Chee collapsed Aug. 28 during training and he was taken to Fort Hood’s Carl R. Darnall Army Medical Center, according to a news release from the central Texas base. Two days later, Chee was transported to Baylor Scott and White Medical Center in Temple, where he died Wednesday.
An autopsy is scheduled with the Southwestern Institute of Forensic Sciences in Dallas and his death is under investigation, according to the release.
“We want to know what really happened to him. We were told too many different stories,” Johnson said. “We will not rest until we find out through the investigation and the autopsy. My brother was very fit. He was a good man, a family man. He had two boys.”
Johnson said the family had last heard from Chee the morning of his birthday. He said he would call them back after his run. At about 10 a.m., he texted his fiancé, “oh my babies, my boys.”
His family soon learned Chee was hospitalized and traveled to be at his side, but the soldier never woke up.
“We thought we were going to see a miracle,” Johnson said. “We prayed for that. We had time to sit there and talk with him. We talked about things of the past. We sang traditional songs to him. We picked on him the way he used to do with us.”
Chee grew up with five sisters in Pinehill, part of the Ramah Navajo Indian Reservation, where he was known for his love of fitness, Johnson said. He enlisted in the Army in February as a tank crewman, and he has been assigned to the 2nd Battalion, 12th Cavalry Regiment, 1st Armored Brigade Combat Team, 1st Cavalry Division since July.
“Our team is devastated by the loss of Pvt. Chee. Corlton was an amazing trooper and so full of life and potential,” said Lt. Col. Ron Sprang, battalion commander. “Every loss affects every single person in this battalion because we are a family of warriors, but this is exceptionally heartbreaking. The entire Thunderhorse team sends our condolences to his family members and friends. Our thoughts and prayers are with them during this difficult time.”
Chee enlisted in the Army because he believed it was one of his callings, Johnson said. His given name from a Navajo elder was Haash’keh yil haas’ wod, which translated from Navajo means “warrior who came upon war,” she said.
“He wanted to show others that he can be brave and strong and that he can make it,” Johnson said. “He wanted to prove to anybody else that they can’t do anything wrong. If you really want to do something, you do something, it can be done.”

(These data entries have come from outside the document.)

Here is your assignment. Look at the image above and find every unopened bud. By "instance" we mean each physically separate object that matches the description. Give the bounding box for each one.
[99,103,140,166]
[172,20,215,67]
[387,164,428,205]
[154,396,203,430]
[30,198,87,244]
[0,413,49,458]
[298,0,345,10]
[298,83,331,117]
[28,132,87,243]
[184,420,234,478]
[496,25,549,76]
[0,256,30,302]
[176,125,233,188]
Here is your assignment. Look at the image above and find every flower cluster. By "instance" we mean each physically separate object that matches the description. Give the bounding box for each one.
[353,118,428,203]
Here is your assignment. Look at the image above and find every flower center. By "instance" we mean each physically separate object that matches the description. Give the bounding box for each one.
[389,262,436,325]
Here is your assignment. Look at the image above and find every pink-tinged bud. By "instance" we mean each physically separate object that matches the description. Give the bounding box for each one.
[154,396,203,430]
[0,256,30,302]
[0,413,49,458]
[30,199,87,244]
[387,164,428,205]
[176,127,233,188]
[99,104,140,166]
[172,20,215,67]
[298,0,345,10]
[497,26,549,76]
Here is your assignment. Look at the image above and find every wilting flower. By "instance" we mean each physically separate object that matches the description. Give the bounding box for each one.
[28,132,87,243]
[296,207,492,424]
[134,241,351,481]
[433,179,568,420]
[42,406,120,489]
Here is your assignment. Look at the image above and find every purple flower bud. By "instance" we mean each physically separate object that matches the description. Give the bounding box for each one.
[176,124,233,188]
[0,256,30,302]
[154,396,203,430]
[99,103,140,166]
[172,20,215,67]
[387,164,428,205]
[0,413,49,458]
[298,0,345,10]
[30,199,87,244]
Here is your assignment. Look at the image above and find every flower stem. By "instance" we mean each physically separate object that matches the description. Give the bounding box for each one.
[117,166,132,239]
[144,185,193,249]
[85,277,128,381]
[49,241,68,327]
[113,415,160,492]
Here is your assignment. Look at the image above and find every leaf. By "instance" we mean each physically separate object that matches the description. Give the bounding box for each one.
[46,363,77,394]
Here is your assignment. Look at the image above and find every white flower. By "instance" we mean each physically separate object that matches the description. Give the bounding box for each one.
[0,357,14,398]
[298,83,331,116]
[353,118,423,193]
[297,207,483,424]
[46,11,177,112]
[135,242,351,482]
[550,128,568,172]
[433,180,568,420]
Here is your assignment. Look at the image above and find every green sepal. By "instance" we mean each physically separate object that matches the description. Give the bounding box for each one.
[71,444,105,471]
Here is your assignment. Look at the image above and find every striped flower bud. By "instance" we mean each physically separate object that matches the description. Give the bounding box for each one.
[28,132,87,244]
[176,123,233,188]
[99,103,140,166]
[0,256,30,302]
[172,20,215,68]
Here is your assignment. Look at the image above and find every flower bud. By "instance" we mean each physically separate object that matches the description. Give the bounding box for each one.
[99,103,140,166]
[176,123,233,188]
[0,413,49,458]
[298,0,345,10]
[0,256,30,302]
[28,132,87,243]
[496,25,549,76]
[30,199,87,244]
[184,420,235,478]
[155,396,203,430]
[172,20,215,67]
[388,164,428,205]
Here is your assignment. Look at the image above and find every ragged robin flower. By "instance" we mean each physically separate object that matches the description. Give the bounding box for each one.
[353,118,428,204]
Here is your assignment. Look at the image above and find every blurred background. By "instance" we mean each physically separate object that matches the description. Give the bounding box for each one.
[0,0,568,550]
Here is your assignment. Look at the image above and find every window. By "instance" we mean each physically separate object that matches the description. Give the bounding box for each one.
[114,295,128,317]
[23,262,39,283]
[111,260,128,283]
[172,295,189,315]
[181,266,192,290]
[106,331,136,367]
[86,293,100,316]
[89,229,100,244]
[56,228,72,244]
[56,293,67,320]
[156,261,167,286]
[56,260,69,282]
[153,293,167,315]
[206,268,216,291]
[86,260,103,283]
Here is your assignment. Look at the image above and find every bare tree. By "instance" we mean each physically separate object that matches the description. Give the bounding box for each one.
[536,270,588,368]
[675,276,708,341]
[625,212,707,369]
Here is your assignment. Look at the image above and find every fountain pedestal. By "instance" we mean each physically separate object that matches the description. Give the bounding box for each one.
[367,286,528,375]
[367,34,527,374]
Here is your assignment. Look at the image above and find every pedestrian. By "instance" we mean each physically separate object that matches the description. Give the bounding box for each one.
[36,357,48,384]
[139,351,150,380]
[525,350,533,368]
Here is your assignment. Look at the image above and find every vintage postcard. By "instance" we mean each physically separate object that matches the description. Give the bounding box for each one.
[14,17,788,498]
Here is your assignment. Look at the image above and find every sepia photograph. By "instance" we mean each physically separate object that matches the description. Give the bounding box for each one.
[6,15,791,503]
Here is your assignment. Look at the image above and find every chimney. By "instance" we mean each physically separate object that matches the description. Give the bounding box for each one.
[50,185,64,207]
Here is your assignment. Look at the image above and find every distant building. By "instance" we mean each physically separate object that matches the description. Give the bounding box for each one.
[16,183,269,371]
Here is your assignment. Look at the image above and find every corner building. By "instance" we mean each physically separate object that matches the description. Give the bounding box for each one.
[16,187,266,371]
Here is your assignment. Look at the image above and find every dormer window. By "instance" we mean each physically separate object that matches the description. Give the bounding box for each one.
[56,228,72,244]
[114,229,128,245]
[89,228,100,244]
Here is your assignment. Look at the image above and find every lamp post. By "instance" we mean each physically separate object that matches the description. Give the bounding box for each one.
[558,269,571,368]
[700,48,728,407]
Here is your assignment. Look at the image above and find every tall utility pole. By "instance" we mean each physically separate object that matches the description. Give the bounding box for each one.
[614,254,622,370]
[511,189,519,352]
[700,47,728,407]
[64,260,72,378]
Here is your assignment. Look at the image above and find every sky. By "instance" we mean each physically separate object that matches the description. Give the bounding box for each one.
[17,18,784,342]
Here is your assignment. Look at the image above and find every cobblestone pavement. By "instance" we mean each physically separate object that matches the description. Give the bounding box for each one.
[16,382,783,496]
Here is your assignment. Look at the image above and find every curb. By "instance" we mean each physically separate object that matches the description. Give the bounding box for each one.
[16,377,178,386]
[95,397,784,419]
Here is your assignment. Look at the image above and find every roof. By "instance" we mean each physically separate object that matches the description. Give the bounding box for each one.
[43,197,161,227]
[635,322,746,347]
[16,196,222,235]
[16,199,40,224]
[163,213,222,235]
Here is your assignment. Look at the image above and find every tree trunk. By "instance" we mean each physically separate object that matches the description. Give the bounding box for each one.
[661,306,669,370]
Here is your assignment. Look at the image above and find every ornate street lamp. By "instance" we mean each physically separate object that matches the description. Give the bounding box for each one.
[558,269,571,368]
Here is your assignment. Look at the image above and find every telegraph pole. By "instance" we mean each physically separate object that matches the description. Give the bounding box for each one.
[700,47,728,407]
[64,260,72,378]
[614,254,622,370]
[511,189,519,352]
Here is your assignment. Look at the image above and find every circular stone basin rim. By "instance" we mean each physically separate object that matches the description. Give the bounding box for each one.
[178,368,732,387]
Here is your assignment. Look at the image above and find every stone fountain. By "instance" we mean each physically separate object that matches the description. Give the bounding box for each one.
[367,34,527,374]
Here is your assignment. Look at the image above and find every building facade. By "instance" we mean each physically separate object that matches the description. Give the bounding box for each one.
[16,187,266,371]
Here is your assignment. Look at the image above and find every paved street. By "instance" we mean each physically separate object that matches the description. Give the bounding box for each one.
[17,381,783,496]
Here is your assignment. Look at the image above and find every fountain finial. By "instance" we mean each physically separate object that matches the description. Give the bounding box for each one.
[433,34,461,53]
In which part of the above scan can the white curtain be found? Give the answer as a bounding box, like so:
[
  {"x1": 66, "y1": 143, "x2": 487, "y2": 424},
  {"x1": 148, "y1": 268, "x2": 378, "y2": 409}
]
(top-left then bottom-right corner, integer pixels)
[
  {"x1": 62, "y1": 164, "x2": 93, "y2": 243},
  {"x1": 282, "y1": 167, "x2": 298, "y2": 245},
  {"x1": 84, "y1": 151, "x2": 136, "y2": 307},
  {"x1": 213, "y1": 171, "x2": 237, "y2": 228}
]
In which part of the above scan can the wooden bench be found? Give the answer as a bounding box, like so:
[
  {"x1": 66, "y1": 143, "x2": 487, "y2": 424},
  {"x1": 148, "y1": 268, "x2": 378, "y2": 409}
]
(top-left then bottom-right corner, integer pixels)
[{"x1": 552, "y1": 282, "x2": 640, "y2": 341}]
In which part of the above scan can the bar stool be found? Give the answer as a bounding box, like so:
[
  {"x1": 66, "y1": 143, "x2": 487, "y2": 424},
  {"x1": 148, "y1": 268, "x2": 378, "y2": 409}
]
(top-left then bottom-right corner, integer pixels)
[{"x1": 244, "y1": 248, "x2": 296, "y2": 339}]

Chee is the 30th soldier to die while assigned to Fort Hood this year, with more than one-third of soldiers’ deaths caused by an accident either on or off the base, according to information provided by Fort Hood Public Affairs Office. However, five of those soldiers’ deaths were ruled homicides, which has generated heightened scrutiny for Fort Hood and resulted in two Army-directed investigations into base leadership.
Johnson said the family is aware of the difficult year that Fort Hood has faced, but they will wait to decide exactly how to feel about Chee’s death once they have all the answers about why he died and the circumstances of that morning.
Yet, she admits it is difficult not to feel angry.
“But we remember him as a strong, brave, caring man,” Johnson said. “He was loved, and he will never be forgotten. He was our true Dine’ [Navajo] warrior.”